Second, the uncertain political state of the plant has allowed the illicit market to operate more or less uninhibited. There has been some reluctance to crack down on illicit operations as there are some conflicting messages sent with regards to social equity efforts, but the way things stand today, illicit operators are able to undercut legal operators on pricing due to not being subject to the same onerous 280e taxes. Regarding that last point, 280e taxes prevent cannabis operators from deducting operating expenses from the calculation of taxable operating income, leading many operators to have such high tax rates that they may be paying income tax even if they have an operating loss. While we are subject to the timeline of our politicians, I expect these issues to be eventually resolved at the regulatory level, meaning that the current financial struggles faced at many of its tenants is not forever.
In the meantime, IIPR continues to trade near its lowest valuations since coming public over five years ago.
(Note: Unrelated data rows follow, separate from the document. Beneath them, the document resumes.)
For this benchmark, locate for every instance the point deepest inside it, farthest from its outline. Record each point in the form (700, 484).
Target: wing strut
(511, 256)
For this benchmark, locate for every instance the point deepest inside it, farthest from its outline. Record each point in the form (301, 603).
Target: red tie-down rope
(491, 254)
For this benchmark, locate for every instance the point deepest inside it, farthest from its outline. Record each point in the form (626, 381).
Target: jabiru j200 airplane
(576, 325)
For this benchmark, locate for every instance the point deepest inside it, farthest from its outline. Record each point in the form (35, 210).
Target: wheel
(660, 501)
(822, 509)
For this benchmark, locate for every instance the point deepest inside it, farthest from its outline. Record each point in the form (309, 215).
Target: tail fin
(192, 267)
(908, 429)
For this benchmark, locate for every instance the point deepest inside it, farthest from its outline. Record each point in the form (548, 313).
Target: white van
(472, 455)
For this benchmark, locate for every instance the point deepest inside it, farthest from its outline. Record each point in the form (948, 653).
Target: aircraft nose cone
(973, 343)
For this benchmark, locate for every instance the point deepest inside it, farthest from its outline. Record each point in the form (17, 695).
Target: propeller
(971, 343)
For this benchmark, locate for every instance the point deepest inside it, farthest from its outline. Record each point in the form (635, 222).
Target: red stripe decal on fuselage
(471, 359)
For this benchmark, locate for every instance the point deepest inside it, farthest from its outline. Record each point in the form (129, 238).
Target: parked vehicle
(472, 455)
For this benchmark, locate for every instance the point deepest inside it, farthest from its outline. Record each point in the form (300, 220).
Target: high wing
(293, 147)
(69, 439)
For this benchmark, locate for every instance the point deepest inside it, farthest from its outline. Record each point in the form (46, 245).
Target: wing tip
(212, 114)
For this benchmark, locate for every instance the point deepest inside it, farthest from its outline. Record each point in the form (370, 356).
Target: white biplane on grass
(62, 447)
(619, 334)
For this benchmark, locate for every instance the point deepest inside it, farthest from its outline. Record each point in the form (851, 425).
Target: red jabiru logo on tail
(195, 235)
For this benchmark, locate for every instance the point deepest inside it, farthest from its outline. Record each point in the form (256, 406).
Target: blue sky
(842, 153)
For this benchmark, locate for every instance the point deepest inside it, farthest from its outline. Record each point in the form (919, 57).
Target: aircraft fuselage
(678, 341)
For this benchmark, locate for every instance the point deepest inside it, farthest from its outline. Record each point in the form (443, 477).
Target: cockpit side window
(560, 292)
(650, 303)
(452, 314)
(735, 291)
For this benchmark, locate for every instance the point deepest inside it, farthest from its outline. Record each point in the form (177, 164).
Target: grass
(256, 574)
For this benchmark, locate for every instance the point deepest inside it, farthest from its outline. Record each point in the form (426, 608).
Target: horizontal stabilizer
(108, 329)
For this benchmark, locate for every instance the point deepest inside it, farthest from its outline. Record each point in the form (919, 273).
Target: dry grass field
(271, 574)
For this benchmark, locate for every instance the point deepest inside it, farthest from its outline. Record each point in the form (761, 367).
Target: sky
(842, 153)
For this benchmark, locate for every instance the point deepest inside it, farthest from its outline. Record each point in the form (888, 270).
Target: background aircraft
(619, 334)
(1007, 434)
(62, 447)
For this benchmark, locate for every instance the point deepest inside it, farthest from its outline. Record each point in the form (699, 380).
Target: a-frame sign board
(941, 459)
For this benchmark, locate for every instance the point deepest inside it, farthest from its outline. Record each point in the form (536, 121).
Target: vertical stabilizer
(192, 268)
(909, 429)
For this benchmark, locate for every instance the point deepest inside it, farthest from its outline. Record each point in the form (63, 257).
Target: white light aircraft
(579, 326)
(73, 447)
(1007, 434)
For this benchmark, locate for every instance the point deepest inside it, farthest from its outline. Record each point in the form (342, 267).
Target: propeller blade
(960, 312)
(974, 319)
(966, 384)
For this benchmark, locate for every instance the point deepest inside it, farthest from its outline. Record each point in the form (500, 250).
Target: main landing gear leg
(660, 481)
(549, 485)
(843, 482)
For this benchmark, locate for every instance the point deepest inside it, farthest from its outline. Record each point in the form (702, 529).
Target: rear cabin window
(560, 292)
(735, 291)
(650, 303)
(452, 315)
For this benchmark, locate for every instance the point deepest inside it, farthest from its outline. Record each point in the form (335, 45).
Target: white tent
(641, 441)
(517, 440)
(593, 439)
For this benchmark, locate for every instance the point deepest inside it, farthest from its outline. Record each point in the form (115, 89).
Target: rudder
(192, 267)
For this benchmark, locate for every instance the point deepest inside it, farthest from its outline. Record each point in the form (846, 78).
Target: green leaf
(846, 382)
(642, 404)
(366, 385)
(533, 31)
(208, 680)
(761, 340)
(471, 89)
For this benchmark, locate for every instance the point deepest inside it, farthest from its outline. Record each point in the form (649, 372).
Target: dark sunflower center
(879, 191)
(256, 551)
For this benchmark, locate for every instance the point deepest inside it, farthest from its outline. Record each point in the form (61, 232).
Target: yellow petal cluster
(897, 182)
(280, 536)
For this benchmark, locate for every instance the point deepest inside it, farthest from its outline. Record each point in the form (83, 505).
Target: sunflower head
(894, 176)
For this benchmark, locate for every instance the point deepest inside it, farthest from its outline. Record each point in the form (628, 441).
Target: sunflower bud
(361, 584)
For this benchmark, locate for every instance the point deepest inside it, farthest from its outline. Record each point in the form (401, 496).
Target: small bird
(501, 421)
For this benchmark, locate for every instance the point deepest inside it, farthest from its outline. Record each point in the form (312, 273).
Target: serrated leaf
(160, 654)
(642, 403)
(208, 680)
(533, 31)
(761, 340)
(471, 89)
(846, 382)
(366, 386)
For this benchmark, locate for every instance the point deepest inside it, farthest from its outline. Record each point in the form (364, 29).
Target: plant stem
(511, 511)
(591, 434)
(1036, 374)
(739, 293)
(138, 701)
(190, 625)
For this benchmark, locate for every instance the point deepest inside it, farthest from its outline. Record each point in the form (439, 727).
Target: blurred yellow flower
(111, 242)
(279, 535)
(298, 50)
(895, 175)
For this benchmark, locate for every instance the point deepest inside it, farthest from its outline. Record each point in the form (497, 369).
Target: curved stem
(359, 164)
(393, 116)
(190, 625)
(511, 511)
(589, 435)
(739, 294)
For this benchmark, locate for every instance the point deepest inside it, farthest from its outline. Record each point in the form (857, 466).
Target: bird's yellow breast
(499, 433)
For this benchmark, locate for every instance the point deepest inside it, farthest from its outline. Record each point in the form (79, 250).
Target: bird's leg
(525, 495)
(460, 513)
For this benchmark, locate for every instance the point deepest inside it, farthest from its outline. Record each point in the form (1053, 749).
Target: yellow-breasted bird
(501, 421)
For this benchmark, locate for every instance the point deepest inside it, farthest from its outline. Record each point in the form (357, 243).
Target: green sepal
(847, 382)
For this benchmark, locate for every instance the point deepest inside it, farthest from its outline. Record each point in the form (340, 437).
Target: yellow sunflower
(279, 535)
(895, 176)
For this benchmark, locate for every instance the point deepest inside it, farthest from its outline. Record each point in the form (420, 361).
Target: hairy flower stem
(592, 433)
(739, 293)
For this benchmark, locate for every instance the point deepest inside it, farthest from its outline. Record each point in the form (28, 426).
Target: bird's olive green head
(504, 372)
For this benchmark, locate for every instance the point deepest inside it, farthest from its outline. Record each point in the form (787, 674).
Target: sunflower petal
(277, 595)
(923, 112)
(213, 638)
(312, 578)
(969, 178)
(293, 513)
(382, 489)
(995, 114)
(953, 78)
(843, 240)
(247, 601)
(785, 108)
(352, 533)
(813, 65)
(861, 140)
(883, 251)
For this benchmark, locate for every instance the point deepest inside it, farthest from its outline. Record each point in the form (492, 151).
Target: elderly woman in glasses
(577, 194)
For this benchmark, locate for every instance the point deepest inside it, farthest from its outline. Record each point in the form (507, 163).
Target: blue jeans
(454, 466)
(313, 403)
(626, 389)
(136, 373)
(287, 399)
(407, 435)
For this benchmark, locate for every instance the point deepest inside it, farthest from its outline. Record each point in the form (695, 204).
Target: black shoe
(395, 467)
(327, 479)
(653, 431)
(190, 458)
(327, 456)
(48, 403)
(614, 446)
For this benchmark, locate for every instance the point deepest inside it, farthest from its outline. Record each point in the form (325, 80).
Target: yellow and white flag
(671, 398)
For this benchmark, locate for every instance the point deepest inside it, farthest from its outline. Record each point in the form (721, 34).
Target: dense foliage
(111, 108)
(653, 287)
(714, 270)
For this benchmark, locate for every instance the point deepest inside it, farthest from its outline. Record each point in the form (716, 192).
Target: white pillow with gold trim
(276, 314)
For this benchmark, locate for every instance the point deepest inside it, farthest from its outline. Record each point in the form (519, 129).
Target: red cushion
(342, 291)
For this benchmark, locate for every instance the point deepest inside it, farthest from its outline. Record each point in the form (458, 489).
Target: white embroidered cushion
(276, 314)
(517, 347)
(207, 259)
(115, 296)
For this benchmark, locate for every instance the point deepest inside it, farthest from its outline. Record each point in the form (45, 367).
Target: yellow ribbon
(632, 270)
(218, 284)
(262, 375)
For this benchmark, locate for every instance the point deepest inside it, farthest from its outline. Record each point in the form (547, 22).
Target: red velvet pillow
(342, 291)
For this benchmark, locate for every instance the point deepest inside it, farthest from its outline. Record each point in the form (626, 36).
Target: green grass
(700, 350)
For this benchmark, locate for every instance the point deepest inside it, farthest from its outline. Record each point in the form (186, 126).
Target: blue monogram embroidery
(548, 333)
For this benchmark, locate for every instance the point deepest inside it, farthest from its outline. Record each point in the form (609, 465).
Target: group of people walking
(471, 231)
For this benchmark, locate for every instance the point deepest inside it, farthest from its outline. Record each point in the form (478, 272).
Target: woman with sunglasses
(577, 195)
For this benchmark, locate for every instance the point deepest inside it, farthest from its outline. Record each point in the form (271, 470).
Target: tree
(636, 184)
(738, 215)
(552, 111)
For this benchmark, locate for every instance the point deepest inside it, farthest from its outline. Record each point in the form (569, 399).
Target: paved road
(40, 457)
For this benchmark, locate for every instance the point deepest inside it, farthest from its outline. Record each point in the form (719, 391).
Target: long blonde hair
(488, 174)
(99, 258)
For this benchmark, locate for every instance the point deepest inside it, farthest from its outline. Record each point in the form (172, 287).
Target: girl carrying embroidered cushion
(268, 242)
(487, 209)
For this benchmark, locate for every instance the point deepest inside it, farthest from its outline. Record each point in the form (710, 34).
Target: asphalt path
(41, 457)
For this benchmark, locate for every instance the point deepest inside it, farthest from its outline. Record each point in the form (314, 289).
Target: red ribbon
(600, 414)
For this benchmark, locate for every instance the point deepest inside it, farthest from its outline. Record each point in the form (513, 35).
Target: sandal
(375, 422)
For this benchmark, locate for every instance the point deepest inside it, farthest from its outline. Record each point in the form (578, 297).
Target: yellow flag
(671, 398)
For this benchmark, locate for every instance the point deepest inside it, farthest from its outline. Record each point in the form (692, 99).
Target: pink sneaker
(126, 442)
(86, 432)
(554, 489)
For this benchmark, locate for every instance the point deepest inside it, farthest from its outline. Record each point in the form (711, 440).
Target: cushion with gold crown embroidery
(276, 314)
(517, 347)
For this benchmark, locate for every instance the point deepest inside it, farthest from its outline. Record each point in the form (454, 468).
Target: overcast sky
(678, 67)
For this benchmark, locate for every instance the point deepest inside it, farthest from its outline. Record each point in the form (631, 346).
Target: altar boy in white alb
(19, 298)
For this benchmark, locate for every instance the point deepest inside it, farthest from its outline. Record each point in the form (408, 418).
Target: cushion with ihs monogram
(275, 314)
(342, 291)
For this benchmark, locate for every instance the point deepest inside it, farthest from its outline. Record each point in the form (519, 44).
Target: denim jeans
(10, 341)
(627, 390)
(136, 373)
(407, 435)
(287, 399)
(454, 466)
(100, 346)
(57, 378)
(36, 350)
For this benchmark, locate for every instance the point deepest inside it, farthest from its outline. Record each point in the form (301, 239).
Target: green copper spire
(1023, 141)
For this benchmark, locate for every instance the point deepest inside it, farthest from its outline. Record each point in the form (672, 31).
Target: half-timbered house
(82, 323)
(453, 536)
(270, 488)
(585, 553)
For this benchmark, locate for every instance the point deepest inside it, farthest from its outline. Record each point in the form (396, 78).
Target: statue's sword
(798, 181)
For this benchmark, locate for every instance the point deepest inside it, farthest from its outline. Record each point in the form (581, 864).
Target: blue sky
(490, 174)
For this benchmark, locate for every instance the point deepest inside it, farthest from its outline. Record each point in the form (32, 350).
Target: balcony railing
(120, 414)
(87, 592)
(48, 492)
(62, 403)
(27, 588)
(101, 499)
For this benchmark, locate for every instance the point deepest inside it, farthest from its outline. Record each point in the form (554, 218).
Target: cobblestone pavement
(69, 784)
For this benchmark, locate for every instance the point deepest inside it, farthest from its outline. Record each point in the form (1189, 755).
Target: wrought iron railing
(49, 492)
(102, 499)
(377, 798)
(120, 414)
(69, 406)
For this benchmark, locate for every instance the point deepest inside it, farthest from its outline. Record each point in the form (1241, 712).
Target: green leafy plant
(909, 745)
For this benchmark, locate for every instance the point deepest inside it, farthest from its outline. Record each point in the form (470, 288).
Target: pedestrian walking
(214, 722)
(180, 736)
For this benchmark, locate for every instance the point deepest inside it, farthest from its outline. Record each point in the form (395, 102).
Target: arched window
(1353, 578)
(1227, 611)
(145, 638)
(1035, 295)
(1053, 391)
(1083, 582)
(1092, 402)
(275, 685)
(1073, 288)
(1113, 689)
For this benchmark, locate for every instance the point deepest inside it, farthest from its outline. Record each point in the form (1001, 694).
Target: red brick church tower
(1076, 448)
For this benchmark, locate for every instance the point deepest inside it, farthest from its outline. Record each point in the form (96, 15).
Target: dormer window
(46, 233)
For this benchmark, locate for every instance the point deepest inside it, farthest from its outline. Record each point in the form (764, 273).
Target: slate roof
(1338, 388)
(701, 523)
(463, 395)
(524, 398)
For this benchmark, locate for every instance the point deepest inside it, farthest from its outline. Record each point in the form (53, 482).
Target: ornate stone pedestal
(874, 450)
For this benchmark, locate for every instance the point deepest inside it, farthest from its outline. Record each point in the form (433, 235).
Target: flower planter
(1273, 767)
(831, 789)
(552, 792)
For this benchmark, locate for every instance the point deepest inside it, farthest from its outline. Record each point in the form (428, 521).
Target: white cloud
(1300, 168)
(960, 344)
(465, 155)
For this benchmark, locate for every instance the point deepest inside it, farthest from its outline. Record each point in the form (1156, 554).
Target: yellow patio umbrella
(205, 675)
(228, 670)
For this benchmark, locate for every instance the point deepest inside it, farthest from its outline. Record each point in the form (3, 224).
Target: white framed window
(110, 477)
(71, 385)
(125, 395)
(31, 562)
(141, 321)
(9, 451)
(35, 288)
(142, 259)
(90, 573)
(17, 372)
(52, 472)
Consensus estimates have IIPR showing minimal earnings growth over the coming years. Perhaps the idea is that the ongoing 3% annual lease escalators might be offset by ongoing tenant troubles.
I am of the view that IIPR deserves to trade at a premium or at least in-line with NNN REIT peers, which trade at around 12x to 14x FFO and at 5% to 6% dividend yields. That implies around 25% potential upside just to trade in-line with traditional net lease peers, but the stronger long term growth rate arguably demands a sizable premium.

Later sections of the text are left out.